Well for those conscious of what is about to befall the fascade of a
democratic republic there are two interesting posts in the Portland
Indy.  I would say for many it is too late to get your visas out.
The vast populous is just too unaware or apathetic.



Two posts in Portland Indy Media:


Bush has Crossed the Rubicon
author: Paul Joseph Watson
Commentary:

Dictatorships seldom appear full-fledged but emerge piecemeal. When
Julius Caesar crossed the Rubicon with one Roman legion he broke the
tradition that protected the civilian government from victorious
generals and launched the transformation of the Roman Republic into
the Roman Empire. Fearing that Caesar would become a king, the Senate
assassinated him. From the civil wars that followed, Caesar's
grandnephew, Octavian, emerged as the first Roman emperor, Caesar
Augustus.

Two thousand years later in Germany, Adolf Hitler's rise to dictator
from his appointment as chancellor was rapid. Hitler used the
Reichstag fire to create an atmosphere of crisis. Both the judicial
and legislative branches of government collapsed, and Hitler's
decrees became law. The Decree for the Protection of People and State
(Feb. 28, 1933) suspended guarantees of personal liberty and
permitted arrest and incarceration without trial. The Enabling Act
(March 23, 1933) transferred legislative power to Hitler, permitting
him to decree laws, laws moreover that "may deviate from the
Constitution."

The dictatorship of the Roman emperors was not based on an ideology.
The Nazis had an ideology of sorts, but Hitler's dictatorship was
largely personal and agenda-based. The dictatorship that emerged from
the Bolshevik Revolution was based in ideology. Lenin declared that
the Communist Party's dictatorship over the Russian people
rests "directly on force, not limited by anything, not restricted by
any laws, nor any absolute rules." Stalin's dictatorship over the
Communist Party was based on coercion alone, unrestrained by any
limitations or inhibitions.

In this first decade of the 21st century the United States regards
itself as a land of democracy and civil liberty but, in fact, is an
incipient dictatorship. Ideology plays only a limited role in the
emerging dictatorship. The demise of American democracy is largely
the result of historical developments.

Lincoln was the first American tyrant. Lincoln justified his tyranny
in the name of preserving the Union. His extra-legal, extra-
constitutional methods were tolerated in order to suppress Northern
opposition to Lincoln's war against the Southern secession.
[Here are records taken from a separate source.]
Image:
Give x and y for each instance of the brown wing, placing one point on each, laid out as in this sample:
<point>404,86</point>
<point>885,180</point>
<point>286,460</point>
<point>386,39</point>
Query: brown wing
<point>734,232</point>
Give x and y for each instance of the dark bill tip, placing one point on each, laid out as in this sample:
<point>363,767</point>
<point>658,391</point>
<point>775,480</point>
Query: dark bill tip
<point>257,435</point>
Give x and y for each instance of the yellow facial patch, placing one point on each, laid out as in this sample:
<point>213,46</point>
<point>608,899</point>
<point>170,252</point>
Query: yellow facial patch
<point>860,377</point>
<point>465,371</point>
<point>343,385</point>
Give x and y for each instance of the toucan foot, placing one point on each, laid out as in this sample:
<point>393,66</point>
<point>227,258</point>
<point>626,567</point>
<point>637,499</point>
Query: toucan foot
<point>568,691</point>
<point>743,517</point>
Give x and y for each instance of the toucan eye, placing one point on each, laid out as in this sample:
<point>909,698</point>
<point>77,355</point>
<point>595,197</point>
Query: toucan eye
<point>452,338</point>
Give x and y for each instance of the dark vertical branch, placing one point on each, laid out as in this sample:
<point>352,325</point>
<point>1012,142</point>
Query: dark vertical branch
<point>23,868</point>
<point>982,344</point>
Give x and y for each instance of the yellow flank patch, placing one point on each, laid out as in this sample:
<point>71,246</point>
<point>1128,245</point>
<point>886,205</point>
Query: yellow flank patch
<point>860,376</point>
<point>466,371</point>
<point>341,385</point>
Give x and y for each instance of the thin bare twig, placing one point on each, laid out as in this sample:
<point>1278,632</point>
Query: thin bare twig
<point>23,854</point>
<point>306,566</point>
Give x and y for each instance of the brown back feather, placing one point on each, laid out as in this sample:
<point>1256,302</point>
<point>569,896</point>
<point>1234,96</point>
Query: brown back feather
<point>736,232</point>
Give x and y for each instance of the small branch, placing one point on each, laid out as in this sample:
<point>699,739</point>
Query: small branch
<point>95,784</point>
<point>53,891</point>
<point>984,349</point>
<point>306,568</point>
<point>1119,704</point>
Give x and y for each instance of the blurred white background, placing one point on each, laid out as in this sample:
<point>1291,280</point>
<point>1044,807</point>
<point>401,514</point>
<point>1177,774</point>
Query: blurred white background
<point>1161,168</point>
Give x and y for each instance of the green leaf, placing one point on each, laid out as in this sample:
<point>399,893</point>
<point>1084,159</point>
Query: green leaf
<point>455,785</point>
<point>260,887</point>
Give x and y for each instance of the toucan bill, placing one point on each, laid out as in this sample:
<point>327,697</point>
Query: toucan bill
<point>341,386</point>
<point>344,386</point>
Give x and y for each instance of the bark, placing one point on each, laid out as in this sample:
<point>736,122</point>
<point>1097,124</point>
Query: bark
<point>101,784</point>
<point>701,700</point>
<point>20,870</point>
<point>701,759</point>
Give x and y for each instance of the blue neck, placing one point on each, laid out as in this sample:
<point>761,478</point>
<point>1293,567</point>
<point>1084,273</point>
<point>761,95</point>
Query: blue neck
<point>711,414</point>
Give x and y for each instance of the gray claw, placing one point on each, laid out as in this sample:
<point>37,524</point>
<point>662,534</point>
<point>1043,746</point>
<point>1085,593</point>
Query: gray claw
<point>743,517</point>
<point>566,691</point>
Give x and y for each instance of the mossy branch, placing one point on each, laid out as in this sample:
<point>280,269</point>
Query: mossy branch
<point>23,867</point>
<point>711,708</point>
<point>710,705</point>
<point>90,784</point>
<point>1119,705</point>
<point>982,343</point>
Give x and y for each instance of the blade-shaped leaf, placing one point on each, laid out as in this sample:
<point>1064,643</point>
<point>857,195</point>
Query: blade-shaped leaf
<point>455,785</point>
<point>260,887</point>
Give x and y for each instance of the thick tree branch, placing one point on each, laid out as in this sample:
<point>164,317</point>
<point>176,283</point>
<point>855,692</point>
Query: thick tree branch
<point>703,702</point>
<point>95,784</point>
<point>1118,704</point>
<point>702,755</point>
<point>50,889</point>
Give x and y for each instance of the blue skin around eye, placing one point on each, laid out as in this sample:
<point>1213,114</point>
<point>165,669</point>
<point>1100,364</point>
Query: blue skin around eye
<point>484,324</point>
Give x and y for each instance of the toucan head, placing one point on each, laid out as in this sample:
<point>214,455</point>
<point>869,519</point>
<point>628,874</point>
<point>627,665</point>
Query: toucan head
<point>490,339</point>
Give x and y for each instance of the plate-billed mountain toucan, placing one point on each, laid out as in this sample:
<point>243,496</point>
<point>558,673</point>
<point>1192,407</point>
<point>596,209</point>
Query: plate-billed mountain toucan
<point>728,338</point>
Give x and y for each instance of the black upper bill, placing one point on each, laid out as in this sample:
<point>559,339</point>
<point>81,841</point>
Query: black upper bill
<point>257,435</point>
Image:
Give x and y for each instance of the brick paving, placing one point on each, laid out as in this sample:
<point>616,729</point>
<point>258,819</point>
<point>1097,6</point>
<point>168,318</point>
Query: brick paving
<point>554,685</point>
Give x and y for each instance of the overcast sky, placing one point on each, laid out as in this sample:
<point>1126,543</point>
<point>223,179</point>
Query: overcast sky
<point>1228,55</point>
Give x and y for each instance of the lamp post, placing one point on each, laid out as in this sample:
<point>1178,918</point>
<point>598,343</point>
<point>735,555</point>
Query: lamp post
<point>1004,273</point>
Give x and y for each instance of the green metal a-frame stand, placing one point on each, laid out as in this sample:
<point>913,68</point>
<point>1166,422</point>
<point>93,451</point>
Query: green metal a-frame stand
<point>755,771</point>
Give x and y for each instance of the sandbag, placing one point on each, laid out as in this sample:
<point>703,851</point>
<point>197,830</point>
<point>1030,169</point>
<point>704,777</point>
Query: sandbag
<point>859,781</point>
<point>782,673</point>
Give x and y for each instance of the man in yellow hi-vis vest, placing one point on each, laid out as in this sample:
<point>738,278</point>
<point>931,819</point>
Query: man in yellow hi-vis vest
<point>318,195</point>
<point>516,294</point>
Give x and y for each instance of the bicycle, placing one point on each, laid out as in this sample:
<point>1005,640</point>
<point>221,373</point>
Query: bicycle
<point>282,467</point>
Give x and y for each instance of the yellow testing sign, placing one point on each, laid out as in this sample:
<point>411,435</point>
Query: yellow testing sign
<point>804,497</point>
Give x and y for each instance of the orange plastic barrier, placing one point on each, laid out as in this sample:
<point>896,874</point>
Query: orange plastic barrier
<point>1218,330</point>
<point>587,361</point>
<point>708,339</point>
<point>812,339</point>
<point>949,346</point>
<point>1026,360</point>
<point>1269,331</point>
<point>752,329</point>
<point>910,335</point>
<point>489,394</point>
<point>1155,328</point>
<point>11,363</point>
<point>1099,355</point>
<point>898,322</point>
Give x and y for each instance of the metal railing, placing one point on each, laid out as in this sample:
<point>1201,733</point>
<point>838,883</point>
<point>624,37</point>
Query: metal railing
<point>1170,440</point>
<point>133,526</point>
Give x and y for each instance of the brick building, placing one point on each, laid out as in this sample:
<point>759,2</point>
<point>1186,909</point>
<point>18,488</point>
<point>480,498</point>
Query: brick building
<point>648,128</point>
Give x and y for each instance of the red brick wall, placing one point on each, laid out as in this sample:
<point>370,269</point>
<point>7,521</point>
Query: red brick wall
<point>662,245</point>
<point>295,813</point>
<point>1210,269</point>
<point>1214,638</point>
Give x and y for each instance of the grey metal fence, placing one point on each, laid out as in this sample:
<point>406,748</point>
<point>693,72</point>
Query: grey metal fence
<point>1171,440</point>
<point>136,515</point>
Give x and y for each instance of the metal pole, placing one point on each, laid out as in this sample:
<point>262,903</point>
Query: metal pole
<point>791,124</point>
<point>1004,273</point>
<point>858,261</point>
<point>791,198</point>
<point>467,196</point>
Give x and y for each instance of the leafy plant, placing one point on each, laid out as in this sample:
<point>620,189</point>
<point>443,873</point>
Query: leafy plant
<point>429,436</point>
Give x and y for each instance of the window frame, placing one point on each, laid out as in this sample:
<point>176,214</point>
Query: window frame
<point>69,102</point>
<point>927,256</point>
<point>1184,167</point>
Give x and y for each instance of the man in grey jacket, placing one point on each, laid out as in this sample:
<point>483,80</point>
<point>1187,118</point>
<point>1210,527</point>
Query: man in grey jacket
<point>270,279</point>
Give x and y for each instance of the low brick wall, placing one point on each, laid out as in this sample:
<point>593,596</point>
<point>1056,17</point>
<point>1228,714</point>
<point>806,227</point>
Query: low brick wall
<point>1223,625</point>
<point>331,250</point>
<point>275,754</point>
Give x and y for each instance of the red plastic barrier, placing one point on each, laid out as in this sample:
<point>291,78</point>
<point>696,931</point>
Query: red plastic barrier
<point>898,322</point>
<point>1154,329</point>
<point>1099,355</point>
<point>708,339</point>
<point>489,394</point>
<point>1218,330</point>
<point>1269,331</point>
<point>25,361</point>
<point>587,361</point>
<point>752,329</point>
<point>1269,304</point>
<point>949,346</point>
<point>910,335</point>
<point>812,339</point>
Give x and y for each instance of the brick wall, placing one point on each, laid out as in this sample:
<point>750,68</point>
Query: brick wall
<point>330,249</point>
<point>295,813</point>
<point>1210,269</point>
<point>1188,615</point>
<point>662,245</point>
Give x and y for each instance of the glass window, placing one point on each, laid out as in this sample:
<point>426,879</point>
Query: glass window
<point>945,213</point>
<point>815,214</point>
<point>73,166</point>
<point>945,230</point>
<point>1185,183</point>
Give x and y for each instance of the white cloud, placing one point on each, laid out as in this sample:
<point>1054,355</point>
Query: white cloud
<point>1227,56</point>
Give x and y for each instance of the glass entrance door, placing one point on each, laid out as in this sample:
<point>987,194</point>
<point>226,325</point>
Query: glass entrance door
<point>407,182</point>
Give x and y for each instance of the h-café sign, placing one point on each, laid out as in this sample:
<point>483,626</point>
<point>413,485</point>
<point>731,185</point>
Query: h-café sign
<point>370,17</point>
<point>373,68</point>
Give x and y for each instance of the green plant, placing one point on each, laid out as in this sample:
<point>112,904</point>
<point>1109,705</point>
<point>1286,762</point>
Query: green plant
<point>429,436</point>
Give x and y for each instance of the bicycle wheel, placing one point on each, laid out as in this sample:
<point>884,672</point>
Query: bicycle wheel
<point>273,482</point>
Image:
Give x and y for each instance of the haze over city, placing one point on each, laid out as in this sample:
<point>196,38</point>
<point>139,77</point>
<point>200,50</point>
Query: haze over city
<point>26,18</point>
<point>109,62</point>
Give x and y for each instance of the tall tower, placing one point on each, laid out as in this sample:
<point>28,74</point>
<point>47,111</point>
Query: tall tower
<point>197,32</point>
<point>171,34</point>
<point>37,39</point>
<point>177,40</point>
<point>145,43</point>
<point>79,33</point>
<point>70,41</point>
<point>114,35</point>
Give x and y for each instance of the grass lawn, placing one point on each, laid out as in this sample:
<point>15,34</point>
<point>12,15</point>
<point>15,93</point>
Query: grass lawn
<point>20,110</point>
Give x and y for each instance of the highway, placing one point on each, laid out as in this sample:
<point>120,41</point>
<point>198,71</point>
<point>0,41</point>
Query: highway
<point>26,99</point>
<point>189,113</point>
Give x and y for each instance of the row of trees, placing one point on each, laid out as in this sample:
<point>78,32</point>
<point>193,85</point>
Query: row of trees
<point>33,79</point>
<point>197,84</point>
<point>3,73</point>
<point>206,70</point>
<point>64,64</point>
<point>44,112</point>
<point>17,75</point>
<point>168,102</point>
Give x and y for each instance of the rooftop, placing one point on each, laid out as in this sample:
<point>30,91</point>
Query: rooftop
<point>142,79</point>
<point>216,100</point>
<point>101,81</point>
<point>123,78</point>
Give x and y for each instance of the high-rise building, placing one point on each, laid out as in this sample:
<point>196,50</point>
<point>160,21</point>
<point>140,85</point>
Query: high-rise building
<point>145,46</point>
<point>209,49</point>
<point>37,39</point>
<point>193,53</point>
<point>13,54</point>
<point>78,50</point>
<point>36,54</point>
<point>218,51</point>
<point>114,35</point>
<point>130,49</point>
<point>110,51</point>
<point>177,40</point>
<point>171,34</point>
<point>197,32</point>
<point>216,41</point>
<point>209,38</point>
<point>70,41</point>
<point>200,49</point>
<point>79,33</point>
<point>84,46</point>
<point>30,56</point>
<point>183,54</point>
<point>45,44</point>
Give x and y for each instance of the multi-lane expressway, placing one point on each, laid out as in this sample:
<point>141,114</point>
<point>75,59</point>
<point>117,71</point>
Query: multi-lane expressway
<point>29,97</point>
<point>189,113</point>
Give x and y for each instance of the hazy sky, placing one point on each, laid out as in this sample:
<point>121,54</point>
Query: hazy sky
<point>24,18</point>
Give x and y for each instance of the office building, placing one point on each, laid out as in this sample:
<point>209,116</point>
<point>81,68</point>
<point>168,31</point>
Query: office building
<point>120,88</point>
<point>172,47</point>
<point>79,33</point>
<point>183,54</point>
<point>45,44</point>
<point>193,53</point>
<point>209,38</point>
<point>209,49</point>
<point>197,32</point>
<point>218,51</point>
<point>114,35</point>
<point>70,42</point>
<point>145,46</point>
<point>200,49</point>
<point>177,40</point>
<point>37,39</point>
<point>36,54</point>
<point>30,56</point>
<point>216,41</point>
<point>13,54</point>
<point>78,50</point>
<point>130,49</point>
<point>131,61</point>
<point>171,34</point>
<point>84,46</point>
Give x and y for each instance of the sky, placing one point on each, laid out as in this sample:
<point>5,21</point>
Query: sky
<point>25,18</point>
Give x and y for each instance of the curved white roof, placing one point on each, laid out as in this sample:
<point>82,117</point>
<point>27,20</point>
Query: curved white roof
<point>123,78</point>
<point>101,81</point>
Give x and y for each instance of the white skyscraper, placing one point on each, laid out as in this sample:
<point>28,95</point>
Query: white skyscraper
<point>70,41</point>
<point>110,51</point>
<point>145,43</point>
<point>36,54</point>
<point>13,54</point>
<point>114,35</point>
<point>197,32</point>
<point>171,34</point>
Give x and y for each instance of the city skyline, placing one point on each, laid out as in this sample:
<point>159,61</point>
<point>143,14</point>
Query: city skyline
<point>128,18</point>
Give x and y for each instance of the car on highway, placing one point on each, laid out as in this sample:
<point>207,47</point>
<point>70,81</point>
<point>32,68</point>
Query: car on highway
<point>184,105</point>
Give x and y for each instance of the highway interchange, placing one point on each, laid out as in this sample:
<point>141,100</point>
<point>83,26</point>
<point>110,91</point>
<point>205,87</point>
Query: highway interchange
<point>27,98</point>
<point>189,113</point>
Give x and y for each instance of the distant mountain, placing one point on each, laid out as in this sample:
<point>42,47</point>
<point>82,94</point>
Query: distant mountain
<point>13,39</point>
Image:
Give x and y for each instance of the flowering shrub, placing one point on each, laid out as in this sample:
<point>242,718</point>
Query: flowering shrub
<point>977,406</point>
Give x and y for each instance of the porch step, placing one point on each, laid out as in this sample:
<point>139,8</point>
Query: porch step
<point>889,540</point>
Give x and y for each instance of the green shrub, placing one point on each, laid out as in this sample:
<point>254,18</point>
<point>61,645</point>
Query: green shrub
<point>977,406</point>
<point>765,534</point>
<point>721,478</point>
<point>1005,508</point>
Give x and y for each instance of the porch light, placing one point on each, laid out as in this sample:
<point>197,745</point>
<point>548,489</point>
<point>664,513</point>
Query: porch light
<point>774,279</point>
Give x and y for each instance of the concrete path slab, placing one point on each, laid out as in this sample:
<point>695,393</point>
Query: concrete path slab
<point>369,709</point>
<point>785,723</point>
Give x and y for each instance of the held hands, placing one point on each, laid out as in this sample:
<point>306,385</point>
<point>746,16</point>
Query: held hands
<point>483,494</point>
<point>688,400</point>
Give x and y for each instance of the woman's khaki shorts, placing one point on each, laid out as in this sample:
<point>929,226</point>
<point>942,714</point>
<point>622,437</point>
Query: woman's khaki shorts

The first major lasting assault on the US Constitution's separation
of powers, which is the basis for our political system, came with the
response of the Roosevelt administration to the crisis of the Great
Depression. The New Deal resulted in Congress delegating its
legislative powers to the executive branch. Today when Congress
passes a statute it is little more than an authorization for an
executive agency to make the law by writing the regulations that
implement it.

Prior to the New Deal, legislation was tightly written to minimize
any executive branch interpretation. Only in this way can law be
accountable to the people. If the executive branch that enforces the
law also writes the law, "all legislative powers" are no longer
vested in elected representatives in Congress. The Constitution is
violated, and the separation of powers is breached.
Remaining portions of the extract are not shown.